Il est encore trop tôt pour savoir comment manœuvrer avec le collectif. C’est comme si l’on s’adressait à un adolescent dans un corps d’adulte. Pour l’instant, le groupe affiche une imperméabilité devant tout ce remous à coup de punchlines et de décontractions assumées. Mais ne vous méprenez pas, le Villejuif Underground n’est pas si lunaire et déconnecté que ça. C’est en étant distant et vigilant que le quatuor trouve refuge pour le moment, derrière justement une attitude de « branleurs » comme aime à le rappeler un peu tout le monde, à tort…

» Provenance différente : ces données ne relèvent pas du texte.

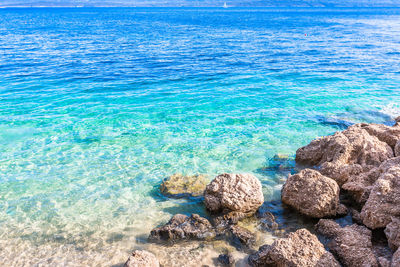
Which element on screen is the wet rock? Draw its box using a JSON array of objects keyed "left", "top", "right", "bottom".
[
  {"left": 281, "top": 169, "right": 340, "bottom": 218},
  {"left": 160, "top": 173, "right": 208, "bottom": 198},
  {"left": 343, "top": 157, "right": 400, "bottom": 204},
  {"left": 392, "top": 248, "right": 400, "bottom": 267},
  {"left": 149, "top": 214, "right": 215, "bottom": 242},
  {"left": 217, "top": 253, "right": 234, "bottom": 266},
  {"left": 385, "top": 217, "right": 400, "bottom": 251},
  {"left": 248, "top": 228, "right": 340, "bottom": 267},
  {"left": 124, "top": 250, "right": 159, "bottom": 267},
  {"left": 315, "top": 219, "right": 378, "bottom": 267},
  {"left": 257, "top": 211, "right": 279, "bottom": 231},
  {"left": 361, "top": 166, "right": 400, "bottom": 229},
  {"left": 228, "top": 225, "right": 255, "bottom": 248},
  {"left": 296, "top": 124, "right": 393, "bottom": 185},
  {"left": 204, "top": 173, "right": 264, "bottom": 214},
  {"left": 264, "top": 154, "right": 295, "bottom": 171}
]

Psychologiedecomptoir.org en pleine analyse

Pourquoi tant de simagrées alors que tout baigne ? La raison est simple, la peur, dans un futur alternatif, d’un « auto sabotage » déplorable. Tous les scénarii catastrophes sont imaginables : un troisième album volontairement inaccessible, indigeste ou bien inégale, voire une pause du groupe. Tout cela pour avoir un peu de leste. Parce qu’à force de mettre des sous dans la machine, de déborder de flagornerie, de congratuler à tout va, on va finir par péter la machine qu’on chérissait tant.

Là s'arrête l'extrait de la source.